Let’s now take a look at the 50 most common words:

library(ggplot2)

tokens <- c(news_tokens, blogs_tokens)
word_counts <- table(unlist(tokens))

word_frequency <- as.data.frame(word_counts, stringsAsFactors = FALSE)
colnames(word_frequency) <- c("word","frequency")
word_frequency <- word_frequency[order(-word_frequency$frequency), ]
top50 <- head(word_frequency, 50)

top50plot <- ggplot(top50, aes(x = reorder(word, -frequency), y = frequency)) +
  geom_bar(stat = "identity") +
  xlab("Words") +
  ylab("Frequency") +
  ggtitle('Top 50 most common words') +
  theme(axis.text.x = element_text(angle = 90, hjust = 1))

top50plot

Next, lets take a look at the frequency of the bigrams

library(tidyr)
library(stringr)
library(tidytext)
## Warning: package 'tidytext' was built under R version 4.3.2
library(quanteda)
## Warning: package 'quanteda' was built under R version 4.3.2
## Package version: 4.0.2
## Unicode version: 14.0
## ICU version: 71.1
## Parallel computing: disabled
## See https://quanteda.io for tutorials and examples.
all_tokens <- unlist(c(news_tokens, blogs_tokens))
combined_tokens <- paste(all_tokens, collapse = " ")
tokens_object <- tokens(combined_tokens)

bigrams <- tokens_ngrams(tokens_object, n = 2)
saveRDS(bigrams, file = "bigrams.rds")
bigrams_strings <- unlist(bigrams)
bigram_df <- as.data.frame(table(bigrams_strings), stringsAsFactors = FALSE)
colnames(bigram_df) <- c("bigram","frequency")

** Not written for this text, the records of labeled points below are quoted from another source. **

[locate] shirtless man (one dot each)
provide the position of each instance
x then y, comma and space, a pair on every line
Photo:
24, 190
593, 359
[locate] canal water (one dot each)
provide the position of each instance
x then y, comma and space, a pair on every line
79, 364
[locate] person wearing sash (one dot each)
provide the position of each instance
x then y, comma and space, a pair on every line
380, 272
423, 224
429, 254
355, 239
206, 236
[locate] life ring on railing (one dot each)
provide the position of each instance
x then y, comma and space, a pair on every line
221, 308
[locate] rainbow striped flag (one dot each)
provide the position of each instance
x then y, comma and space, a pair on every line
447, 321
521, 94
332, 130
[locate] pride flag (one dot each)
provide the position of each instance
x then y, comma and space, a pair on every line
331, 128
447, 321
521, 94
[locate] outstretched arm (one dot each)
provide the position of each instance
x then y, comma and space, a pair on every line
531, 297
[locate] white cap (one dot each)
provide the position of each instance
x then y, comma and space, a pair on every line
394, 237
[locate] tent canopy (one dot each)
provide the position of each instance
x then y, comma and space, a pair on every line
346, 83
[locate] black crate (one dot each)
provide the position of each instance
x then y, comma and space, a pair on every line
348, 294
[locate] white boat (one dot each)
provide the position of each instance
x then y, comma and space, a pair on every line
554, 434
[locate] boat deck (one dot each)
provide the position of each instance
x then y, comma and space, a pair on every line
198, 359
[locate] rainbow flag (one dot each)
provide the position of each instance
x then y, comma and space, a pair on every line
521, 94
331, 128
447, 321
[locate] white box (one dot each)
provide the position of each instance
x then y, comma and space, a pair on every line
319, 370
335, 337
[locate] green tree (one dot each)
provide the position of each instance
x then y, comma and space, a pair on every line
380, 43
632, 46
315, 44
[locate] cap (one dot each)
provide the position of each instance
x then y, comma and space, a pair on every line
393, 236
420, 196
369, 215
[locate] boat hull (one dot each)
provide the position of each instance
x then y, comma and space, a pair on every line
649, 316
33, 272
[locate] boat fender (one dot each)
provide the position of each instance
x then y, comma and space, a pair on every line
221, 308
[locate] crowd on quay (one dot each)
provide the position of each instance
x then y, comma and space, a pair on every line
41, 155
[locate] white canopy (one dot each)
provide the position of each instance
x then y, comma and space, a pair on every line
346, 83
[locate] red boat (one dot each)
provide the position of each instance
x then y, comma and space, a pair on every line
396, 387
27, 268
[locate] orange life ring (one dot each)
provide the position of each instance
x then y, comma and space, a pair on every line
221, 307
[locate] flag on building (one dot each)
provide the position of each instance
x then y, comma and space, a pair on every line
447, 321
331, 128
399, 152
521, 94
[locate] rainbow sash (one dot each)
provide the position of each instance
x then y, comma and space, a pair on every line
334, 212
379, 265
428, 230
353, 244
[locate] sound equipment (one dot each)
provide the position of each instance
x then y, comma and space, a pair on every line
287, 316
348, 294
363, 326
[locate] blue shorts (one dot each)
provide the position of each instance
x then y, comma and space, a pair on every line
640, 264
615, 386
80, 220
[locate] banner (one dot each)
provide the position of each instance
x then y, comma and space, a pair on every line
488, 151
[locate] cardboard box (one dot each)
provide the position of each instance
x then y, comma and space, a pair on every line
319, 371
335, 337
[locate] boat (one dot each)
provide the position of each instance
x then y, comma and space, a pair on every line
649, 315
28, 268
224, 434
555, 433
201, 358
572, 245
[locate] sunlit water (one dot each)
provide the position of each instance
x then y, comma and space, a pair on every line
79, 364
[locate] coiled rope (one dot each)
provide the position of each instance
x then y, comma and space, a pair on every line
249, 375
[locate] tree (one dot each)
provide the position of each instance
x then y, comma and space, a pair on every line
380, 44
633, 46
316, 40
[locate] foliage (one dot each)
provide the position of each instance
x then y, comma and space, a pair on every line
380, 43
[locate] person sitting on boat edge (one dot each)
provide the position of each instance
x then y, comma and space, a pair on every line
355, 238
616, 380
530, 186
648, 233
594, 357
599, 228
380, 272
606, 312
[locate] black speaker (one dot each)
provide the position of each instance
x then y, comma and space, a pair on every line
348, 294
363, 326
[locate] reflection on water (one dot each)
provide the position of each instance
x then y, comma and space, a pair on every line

bigram_df <- bigram_df %>% arrange(desc(frequency))
top30bigrams <- head(bigram_df, 30)

ggplot(top30bigrams, aes(x = reorder(bigram, -frequency), y = frequency)) +
  geom_bar(stat = "identity") +
  xlab('Bigrams') +
  ylab("Frequency") +
  ggtitle("Top 30 Most Common Bigrams") +
  theme(axis.text.x = element_text(angle = 90, hjust = 1))

and the same for trigrams:

trigrams <- tokens_ngrams(tokens_object, n = 3)
saveRDS(trigrams, file = "trigrams.rds")
trigrams_strings <- unlist(trigrams)
trigram_df <- as.data.frame(table(trigrams_strings), stringsAsFactors = FALSE)
colnames(trigram_df) <- c("trigram","frequency")

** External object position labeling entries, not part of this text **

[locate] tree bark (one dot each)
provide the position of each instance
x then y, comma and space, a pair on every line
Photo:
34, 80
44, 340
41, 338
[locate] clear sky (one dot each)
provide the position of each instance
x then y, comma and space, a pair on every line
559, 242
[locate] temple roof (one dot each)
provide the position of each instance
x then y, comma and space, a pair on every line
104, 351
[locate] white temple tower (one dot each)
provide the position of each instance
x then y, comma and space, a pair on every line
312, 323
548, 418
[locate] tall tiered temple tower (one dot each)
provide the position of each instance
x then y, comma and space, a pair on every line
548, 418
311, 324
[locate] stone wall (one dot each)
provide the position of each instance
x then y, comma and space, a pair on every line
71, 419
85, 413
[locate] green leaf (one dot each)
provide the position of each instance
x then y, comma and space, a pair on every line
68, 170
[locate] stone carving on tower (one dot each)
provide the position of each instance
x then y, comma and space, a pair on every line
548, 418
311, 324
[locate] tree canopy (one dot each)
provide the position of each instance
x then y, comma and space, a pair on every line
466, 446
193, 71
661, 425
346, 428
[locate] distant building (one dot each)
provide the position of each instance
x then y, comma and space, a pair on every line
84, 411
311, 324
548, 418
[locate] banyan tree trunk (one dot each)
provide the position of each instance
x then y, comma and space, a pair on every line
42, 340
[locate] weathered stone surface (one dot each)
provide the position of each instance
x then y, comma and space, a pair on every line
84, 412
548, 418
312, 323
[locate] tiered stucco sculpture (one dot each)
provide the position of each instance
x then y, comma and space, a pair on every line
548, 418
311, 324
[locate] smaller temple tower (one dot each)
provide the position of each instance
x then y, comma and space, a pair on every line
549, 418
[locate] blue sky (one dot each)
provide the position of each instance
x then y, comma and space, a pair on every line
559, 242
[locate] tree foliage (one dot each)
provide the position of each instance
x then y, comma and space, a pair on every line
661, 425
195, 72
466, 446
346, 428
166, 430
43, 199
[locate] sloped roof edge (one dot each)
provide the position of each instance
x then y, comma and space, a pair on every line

trigram_df <- trigram_df %>% arrange(desc(frequency))
top30trigrams <- head(trigram_df, 30)

ggplot(top30trigrams, aes(x = reorder(trigram, -frequency), y = frequency)) +
  geom_bar(stat = "identity") +
  xlab('Trigrams') +
  ylab("Frequency") +
  ggtitle("Top 30 Most Common Trigrams") +
  theme(axis.text.x = element_text(angle = 90, hjust = 1))

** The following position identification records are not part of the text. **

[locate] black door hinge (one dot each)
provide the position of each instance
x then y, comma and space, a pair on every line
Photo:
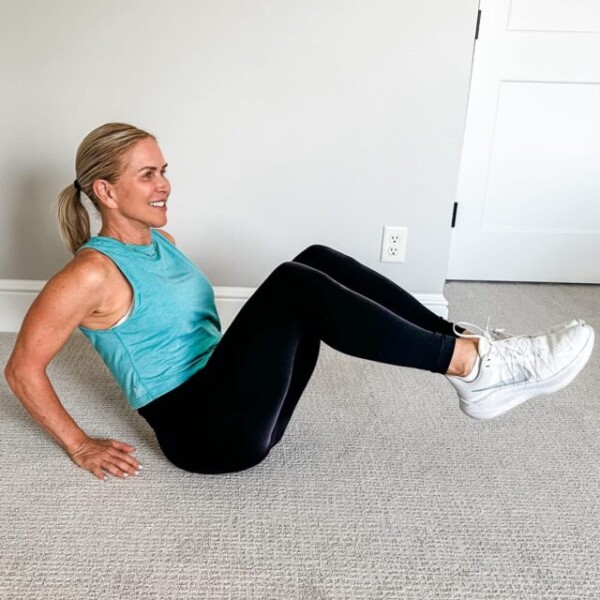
454, 214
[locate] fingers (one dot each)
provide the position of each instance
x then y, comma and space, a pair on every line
102, 457
122, 446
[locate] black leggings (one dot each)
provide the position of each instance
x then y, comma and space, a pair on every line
230, 414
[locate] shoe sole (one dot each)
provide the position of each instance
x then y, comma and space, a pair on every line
504, 400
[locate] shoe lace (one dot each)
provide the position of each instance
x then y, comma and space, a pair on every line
521, 356
490, 334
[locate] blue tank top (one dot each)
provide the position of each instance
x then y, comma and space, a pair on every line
173, 327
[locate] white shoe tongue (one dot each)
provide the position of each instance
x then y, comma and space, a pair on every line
484, 346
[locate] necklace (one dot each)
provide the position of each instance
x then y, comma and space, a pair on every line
145, 249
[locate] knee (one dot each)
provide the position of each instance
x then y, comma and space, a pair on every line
313, 252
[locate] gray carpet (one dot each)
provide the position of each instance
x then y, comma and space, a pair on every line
381, 488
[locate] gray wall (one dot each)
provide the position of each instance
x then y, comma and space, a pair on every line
285, 122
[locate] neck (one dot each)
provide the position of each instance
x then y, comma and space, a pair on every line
141, 237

Finally, let’s determine how many individual words we need to cover 50% and 90%:

word_freq <- dfm(tokens_object) %>% colSums() %>% sort(decreasing = TRUE)
word_freq_df <- data.frame(word = names(word_freq), frequency = as.vector(word_freq))
word_freq_df <- word_freq_df %>% mutate(comulative_frequency = cumsum(frequency),
                                        total_words = sum(frequency),
                                        coverage = comulative_frequency/total_words)

num_words_50 <- nrow(word_freq_df %>% filter(coverage <= 0.5))
num_words_90 <- nrow(word_freq_df %>% filter(coverage <= 0.9)) 

cat("Number of words to cover 50% of all word instances:", num_words_50, "\n")
## Number of words to cover 50% of all word instances: 126
cat("Number of words to cover 90% of all word instances:", num_words_90, "\n")
## Number of words to cover 90% of all word instances: 7005

These plots and variables give us valuable insight on the structure of our dataset that we can use when working on our model. As we can see, there is much left to be done, such as fixing the bigrams, given that the removal of punctuation turned words like “I’m” and “don’t” into bigrams “i” & “m” and “don” & “t”, and did a similar thing with the trigrams. But for now, this is the end for our exploratory data analysis.